Élise, who was in the habit of interrupting conversations, had listened to Bernadette without a word. She was holding an envelope bearing Bernadette’s name and a five-digit number. Bernadette had not kept her appointment at the Detection Centre and Élise had been hunting all over for her since she had gone to Ruhengeri. Now Élise held out the envelope, whose contents she did not know. Bernadette froze. What did the number mean, she wondered. Nothing, it didn’t mean anything. And no, Élise didn’t know the result of her test. Bernadette looked a long time at the envelope before speaking again.

“Let’s say I’ve got AIDS. I’ll have to make my johns put on condoms, won’t I? Let’s say they all put on condoms, I’ll get sick soon anyway, won’t I? And I’ll start getting thin, like you’ve told me. I’ll have diarrhea and fever, then maybe TB and sores in my mouth. Well, the TB I can take care of, the medicines are free. The sores too, with Nizoral that’ll cost me fifteen johns’ worth. But even then I won’t be cured. The sores will be back and the fever too, and my breasts will start to droop like wilting leaves. I’m right, Élise, aren’t I? And there are medicines to control the sickness that the rich people in your country can afford. You’ve told me about them. So I need two or three thousand johns a year to buy me your medicines. Can you imagine two or three thousand sicknesses a year to cure only one? Not to cure, just to take longer to die, die with dignity, as you say. But dying’s dying. You’re all here like immortal angels to hold our hands till we’re in our coffins. I don’t need you to help me die. I took the test because I was in love, Élise. A dream. A man and children. In my dream the woman couldn’t have the sickness. A dream, Élise, to leave, just leave. For anywhere, your icy cold, your snow that blocks the streets, the poor district of Brussels or the sidewalks of Paris.
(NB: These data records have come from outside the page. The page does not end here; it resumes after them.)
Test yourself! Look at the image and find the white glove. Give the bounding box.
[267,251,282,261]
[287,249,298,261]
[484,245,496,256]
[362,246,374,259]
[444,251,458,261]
Anywhere except here. Élise, Valcourt, you’re nice but useless. I don’t want to know what the envelope says. HIV positive, I’ll die. HIV negative, I’ll die. You watch us, you take notes, you write reports, you write articles. While we die with you watching us all the time, you live, you thrive. I like you both, but don’t you get a feeling, sometimes, that you’re living off our death?”

Bernadette tore the envelope into tiny pieces and scattered them to the wind, then spat on the ground. She went and took her place at the big table at the far end of the pool bar.

Night fell as always here, by surprise, an enfolding wave of darkness that melted over the red earth. And in perfect synchrony, the buzzards and ravens hushed their clamour, the johns began to whisper, the girls prepared themselves. Upstairs on the fourth floor, the dining room was filling with experts and wise consultants, meticulous, exemplary recorders of all woes and all impoverishments.

Zozo had set up a table under the fig tree with a starched white tablecloth from the dining room. “Émérita would have liked that,” he said, letting a big tear roll down his full-moon face. Tomato salad, fillets of tilapia in lemon butter, overripe Camembert, overpriced and slightly corked Côtes du Rhône. Émérita, thought Valcourt, to sustain her corpulence would rather have had steak and french fries, or some chicken legs. Élise, who was normally a real chatterbox, had not yet said a word. Valcourt and Gentille were half-heartedly talking about preparations for their wedding.

“Bernadette’s right,” said Élise, poking her tilapia fillet with a restless fork. “We save one but watch ten more die. When I arrived here three years ago, only ten per cent of the tests were positive. But even if Bernadette’s right, even if we’re just powerless voyeurs, even if we’re kind of living off their deaths as she says, she hasn’t convinced me I should leave. I’m going to stay, I’m going to carry on. With my little lectures and my condoms, maybe I’ll persuade only one per cent, but that one per cent won’t die. That’s enough for me. And then hope, goddammit, what about hope! Christ, that counts!”